What is Meta’s Voice SDK? Discover a New Way to Navigate the Metaverse

By Happy from MWSJ Last updated Dec 24, 2021

Over the last few years, voice has become a popular mode for navigating the digital world – from looking up queries online to getting directions while driving.

It is estimated that around 22% of internet users use voice commands to control their media and television devices and, around 40% of smartphone users feel that voice technology significantly improves the mobile UX.

Therefore, it makes sense that users would want to leverage the convenience of voice in every type of operating environment, at work, at home, or even inside virtual worlds.

Facebook (now Meta) has recently announced an offering called Voice SDK to help bring voice commands and related technologies into the VR space, and potentially one day, the metaverse.

Voice SDK can be defined as a software development kit that assembles key natural language capabilities required to design hands-free navigation systems in immersive realities, including AR, VR, and MR.

The primary use case as Meta highlights would be voice-based gameplay – but one could expect numerous other applications for collaborating in VR, VR content consumption, and much more.
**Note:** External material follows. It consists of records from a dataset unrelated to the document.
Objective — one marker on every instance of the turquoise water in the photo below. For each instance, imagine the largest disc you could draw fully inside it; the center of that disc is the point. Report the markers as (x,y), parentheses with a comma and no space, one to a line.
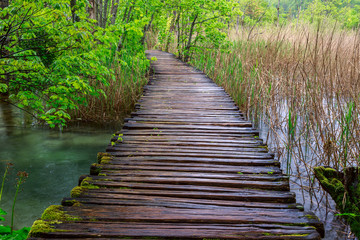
(54,161)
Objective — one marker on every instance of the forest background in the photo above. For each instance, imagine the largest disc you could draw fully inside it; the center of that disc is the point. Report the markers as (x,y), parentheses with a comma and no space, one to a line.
(292,65)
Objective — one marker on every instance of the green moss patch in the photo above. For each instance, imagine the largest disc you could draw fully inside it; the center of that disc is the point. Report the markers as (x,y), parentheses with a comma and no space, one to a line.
(344,188)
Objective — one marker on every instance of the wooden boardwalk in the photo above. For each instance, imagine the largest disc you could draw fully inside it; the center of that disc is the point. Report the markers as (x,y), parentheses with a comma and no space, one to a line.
(187,165)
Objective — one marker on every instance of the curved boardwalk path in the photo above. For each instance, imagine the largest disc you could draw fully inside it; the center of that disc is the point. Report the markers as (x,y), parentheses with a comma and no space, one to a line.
(187,165)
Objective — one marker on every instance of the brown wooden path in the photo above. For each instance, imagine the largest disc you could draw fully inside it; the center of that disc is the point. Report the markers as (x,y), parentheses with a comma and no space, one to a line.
(187,165)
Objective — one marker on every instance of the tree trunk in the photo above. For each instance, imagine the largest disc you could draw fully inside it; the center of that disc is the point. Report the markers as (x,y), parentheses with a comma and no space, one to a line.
(122,38)
(146,29)
(99,11)
(74,17)
(4,3)
(92,9)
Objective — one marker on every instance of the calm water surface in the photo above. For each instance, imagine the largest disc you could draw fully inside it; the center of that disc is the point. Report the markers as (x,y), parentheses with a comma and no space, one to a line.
(54,161)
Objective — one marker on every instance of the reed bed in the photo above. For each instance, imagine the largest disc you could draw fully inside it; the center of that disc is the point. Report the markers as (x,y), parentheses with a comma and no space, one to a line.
(120,94)
(302,84)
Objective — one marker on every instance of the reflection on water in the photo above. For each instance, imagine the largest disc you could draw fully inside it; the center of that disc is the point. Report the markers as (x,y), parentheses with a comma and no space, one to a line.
(53,159)
(307,189)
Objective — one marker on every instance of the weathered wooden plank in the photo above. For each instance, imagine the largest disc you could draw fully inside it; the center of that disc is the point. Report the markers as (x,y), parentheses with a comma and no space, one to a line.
(269,196)
(109,230)
(187,165)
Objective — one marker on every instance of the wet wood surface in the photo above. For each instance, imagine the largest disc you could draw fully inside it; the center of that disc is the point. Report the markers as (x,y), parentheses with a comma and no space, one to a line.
(186,165)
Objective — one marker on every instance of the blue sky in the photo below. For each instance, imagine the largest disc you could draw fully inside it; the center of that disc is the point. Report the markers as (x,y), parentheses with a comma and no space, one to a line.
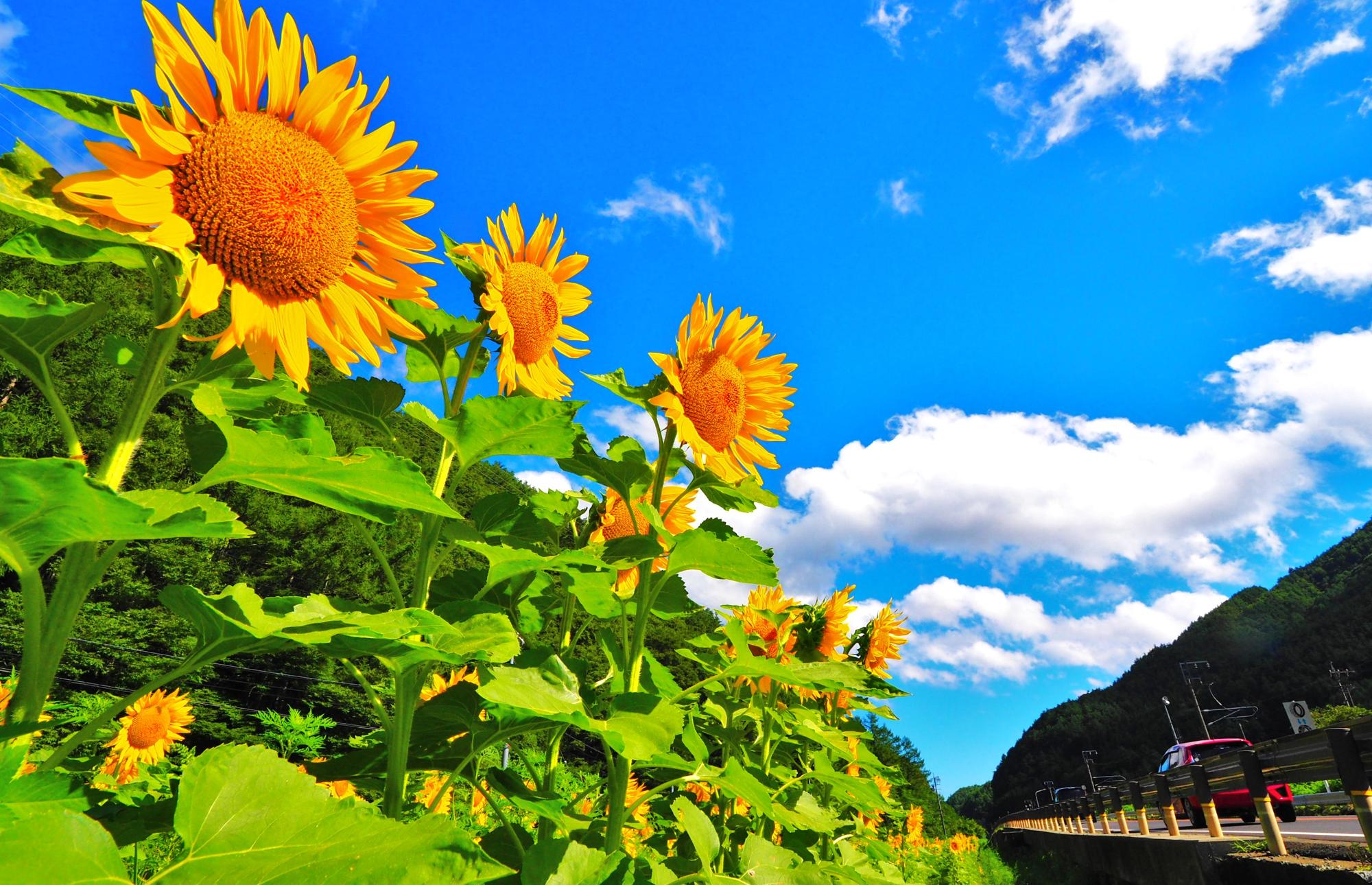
(1076,290)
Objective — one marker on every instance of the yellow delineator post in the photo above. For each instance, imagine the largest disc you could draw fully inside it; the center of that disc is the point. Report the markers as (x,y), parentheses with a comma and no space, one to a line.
(1117,806)
(1207,801)
(1170,814)
(1262,802)
(1141,810)
(1101,813)
(1355,777)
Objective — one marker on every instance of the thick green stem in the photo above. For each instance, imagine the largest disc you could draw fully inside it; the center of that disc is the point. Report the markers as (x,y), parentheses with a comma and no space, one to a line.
(381,559)
(399,743)
(94,727)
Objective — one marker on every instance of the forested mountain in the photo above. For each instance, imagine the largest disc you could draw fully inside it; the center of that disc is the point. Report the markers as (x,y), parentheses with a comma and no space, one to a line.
(1266,647)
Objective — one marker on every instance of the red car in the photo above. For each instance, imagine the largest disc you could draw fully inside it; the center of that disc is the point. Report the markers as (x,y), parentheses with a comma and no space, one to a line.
(1230,803)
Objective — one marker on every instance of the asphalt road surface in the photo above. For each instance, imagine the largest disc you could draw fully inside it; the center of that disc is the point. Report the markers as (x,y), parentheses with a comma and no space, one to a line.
(1333,828)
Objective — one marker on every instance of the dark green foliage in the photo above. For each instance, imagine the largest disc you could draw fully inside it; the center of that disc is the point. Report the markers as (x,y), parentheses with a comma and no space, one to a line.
(1266,647)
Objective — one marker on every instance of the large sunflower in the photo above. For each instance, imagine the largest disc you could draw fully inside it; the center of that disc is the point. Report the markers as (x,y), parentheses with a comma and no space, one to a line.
(282,197)
(150,727)
(529,294)
(619,523)
(724,397)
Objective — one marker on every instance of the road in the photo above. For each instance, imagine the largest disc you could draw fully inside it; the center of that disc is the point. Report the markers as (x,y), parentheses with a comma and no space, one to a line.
(1333,828)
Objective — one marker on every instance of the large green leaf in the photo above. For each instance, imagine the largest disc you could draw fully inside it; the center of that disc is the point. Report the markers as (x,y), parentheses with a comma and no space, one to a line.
(442,335)
(512,426)
(31,329)
(368,400)
(239,618)
(27,182)
(246,816)
(50,504)
(58,842)
(88,110)
(720,552)
(372,484)
(58,248)
(699,828)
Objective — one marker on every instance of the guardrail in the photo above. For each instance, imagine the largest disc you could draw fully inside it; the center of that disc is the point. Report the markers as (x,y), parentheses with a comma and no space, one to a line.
(1344,754)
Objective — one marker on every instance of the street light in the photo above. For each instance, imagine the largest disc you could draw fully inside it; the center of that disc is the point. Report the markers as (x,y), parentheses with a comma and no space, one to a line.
(1167,709)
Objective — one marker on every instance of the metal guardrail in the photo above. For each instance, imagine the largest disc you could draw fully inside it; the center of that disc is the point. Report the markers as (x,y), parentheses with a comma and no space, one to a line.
(1345,754)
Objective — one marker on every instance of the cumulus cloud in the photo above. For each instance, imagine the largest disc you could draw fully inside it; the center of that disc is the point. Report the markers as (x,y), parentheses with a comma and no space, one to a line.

Voice SDK is part of the company’s Presence Platform for Oculus developers, which gives you machine perception and AI tools to start building highly immersive experiences.
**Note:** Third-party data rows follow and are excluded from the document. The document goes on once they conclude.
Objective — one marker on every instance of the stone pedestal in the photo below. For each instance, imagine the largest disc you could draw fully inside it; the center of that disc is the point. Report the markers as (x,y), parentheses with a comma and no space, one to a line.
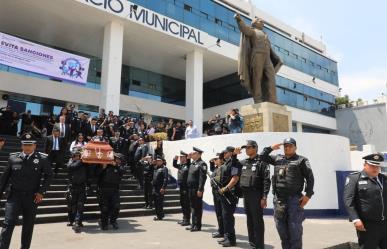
(266,117)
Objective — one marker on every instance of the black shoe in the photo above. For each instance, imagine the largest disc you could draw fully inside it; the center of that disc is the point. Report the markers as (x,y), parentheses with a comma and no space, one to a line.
(196,229)
(228,243)
(217,235)
(114,225)
(220,241)
(77,228)
(185,223)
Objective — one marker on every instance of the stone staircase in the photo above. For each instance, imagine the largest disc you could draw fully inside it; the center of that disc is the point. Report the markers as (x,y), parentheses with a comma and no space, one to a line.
(54,208)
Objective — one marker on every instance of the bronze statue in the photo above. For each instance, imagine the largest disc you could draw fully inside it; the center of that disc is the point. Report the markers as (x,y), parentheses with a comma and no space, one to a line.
(257,62)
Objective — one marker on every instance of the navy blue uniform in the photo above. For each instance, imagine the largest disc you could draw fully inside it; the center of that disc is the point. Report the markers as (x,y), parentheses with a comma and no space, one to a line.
(160,181)
(290,176)
(25,176)
(182,177)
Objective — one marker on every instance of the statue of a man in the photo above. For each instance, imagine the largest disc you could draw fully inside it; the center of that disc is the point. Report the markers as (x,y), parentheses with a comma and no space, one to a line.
(257,63)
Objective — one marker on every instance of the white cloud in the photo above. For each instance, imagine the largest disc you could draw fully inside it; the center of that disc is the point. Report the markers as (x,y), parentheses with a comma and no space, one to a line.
(367,85)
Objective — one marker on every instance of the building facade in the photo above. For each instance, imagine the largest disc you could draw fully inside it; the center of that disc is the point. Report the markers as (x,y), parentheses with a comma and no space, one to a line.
(168,58)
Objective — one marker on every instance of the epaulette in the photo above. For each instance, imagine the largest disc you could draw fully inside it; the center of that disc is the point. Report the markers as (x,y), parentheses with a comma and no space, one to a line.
(43,154)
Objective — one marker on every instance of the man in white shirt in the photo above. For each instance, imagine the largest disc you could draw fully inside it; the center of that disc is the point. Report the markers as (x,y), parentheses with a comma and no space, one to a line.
(191,131)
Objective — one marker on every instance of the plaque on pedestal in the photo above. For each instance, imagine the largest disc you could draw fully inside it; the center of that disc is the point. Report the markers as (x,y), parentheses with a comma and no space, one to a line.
(266,117)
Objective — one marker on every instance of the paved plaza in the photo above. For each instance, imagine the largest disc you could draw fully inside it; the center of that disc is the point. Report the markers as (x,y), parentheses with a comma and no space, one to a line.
(144,233)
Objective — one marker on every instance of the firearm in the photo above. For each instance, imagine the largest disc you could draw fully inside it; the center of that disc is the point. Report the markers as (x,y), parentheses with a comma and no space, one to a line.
(217,187)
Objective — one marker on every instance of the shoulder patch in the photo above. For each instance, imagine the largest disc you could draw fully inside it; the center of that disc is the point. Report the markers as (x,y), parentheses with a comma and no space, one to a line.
(43,154)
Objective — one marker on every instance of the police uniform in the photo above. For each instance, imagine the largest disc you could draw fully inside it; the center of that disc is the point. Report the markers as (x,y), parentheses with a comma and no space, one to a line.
(182,176)
(365,199)
(216,196)
(25,176)
(109,179)
(288,180)
(148,188)
(76,197)
(229,169)
(160,181)
(255,183)
(197,176)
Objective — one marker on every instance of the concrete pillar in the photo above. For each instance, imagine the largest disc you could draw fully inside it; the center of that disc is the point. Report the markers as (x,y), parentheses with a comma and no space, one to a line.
(194,89)
(111,67)
(299,126)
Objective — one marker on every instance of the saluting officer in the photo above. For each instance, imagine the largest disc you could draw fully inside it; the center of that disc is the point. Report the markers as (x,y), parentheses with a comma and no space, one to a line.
(197,176)
(365,198)
(160,181)
(77,190)
(215,164)
(27,175)
(230,172)
(109,191)
(255,184)
(182,176)
(291,171)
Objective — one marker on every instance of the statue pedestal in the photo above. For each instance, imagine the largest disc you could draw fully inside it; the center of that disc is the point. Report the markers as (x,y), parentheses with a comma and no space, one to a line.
(266,117)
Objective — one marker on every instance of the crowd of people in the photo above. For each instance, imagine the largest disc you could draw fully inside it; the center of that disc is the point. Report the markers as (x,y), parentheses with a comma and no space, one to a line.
(15,124)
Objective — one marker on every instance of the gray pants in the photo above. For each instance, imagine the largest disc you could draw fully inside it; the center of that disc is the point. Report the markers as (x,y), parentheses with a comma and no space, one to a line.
(288,217)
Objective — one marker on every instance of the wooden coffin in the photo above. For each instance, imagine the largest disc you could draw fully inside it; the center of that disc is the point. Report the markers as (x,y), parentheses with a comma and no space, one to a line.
(97,152)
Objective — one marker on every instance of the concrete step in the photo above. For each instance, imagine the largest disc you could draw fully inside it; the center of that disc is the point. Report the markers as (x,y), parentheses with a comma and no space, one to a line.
(62,217)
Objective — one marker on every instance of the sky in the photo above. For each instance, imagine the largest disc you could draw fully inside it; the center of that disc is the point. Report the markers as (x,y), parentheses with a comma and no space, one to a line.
(355,33)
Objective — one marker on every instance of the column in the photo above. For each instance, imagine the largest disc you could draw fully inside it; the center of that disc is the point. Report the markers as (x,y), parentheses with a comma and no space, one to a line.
(299,126)
(111,67)
(194,89)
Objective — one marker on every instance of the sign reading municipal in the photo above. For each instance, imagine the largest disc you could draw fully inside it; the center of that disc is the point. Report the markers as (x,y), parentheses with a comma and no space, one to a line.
(149,18)
(32,57)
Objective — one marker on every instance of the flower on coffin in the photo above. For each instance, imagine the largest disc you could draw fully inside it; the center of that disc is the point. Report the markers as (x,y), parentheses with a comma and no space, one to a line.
(86,153)
(110,155)
(98,153)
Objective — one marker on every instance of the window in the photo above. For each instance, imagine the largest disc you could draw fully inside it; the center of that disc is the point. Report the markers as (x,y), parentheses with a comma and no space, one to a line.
(187,8)
(136,83)
(203,14)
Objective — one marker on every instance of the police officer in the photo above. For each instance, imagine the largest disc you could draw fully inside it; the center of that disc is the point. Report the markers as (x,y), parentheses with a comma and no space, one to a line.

It was announced during Connect 2021 and Meta has said that the Voice SDK will be available soon in an experimental release.

Importantly, documentation for the solution is yet to become available, and we expect a full release next year with the GA version of the Presence Platform.

From early on, Facebook kept its ear to the ground and was quick to pick up any new technologies or platforms it felt might come in handy later down the line.

In the last 2-3 years, this has primarily comprised immersive reality companies, in the lead-up to Facebook’s rebranding as Meta this year.

But in addition to acquiring VR startups and early movers, Facebook purchased a tiny fledgling company back in 2015 – called Wit.ai.

At that time, Wit.ai was fresh out of Y Combinator and had built an API for voice-enabled interfaces. It saw remarkable growth in a very short time and had over 6000 developers using it, when it was acquired by Facebook.

The use case back then was simple: provide a voice-to-text capability for Facebook Messenger and possibly monetise any apps built using Wit. Notably, the service was to remain free for use.

Fast forward to 2021, and Wit.ai continues to be available as a free tool (provided you are a Facebook user), and extremely popular among the developer community for its simple, elegant, yet powerful natural language API.

In October 2021 at Connect, Meta announced that Wit.ai would power the Voice SDK component of the Presence Platform, now bringing this technology to the XR space.

Voice is typically used in scenarios where hand-based controls aren’t available or advisable.

So, does it make sense for developers to go the extra mile and bring this capability into virtual worlds, where users will have their controllers anyway?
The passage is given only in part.